Cumhurbaşkanı Erdoğan, 'BM Geleceğin Zirvesi Küresel Çağrı' çevrim içi etkinliğine video mesaj gönderdi. Erdoğan mesajında, "İnsanlığın istikbalini etkileyen tehditler karşısında uluslararası dayanışmaya güçlendirmeyi, barışçıl, güvenli ve adil bir sistemin inşasına giden yolu açmayı amaçlayan geleceğin zirvesine sayılı günler kaldı. Bu zirveyi dünyamızı kasıp kavuran çatışmaların, zulmün, açlığın, yoksulluğun ortasında açılan nadir bir fırsat penceresi olarak görüyorum. Zirveye iştirak edecek tüm mevkidaşlarıma, Sayın Guterres’in bizlere sunduğu bu imkanı layıkıyla değerlendirme çağrısında bulunuyorum. Güvenli ve müreffeh bir gelecek inşa edebilmek için öncelikle barışa ihtiyacımız var. Terörizm, İslam ve yabancı düşmanlığı, düzensiz göç, iklim değişikliği gibi meydan okumalar yaşanan jeopolitik sarsıntıların şiddetini artırıyor" dedi.

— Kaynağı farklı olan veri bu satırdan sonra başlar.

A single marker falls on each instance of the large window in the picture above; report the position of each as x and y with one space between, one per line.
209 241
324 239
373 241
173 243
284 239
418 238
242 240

'IRKÇILIĞA KARŞI DEMOKRASİMİZİ KORUMAK ZORUNDAYIZ'
Erdoğan, bunun en acı örneğini 11 aydır Gazze başta olmak üzere işgal edilmiş Filistin topraklarında gördüklerini söyleyerek, "17 bini çocuk, 41 binden fazla insanın hayatını kaybettiği, 100 binin üzerinde yaralının olduğu, Gazze’nin neredeyse tamamının yerle bir edildiği tabloyla karşı karşıyayız. İsrail’in işgal politikaları karşısında başta BM olmak üzere uluslararası toplumun sesinin daha gür çıkması şart. Çocukların bombaların altında can verdiği bir dünyada açık söylüyorum; hiçbirimiz kendimizi güvende hissedemeyiz. Türkiye olarak zulmün karşısında ve mazlumun yanında durmaya devam edecek, bu insani duruşumuzdan da geri adım atmayacağız. Yalnızca belirli bir refah düzeyini yakalamış ülkelerin değil kalkınma çabalarını sürdüren toplumların da hakkaniyetle temsil edildiği bir küresel yönetişim mimarisini temin etmeliyiz. Daha iyi bir gelecek için yeşil dönüşümü odağına alan, iklime dirençli, sürdürebilir kalkınmayı destekleyen, kimsenin geride bırakılmadığı bir düzene geçiş yapmalıyız. Toplumlarımızı zehirleyen her türlü nefret söylemine, ırkçılığa ve aşırı sağ akımlara karşı demokrasilerimizi korumak zorundayız. Tüm bu hedefleri gerçekleştirmek için ihtiyacımız olan çok taraflı sistemi 'dünyanın 5’ten büyük olduğu' şiarını merkeze alarak, adalet ve hakkaniyet ekseninde yeniden şekillendirmektir. Dünya liderlerini, geleceğin zirvesinde bu amaçlar doğrultusunda el ele vermeye davet ediyorum" ifadelerine yer verdi.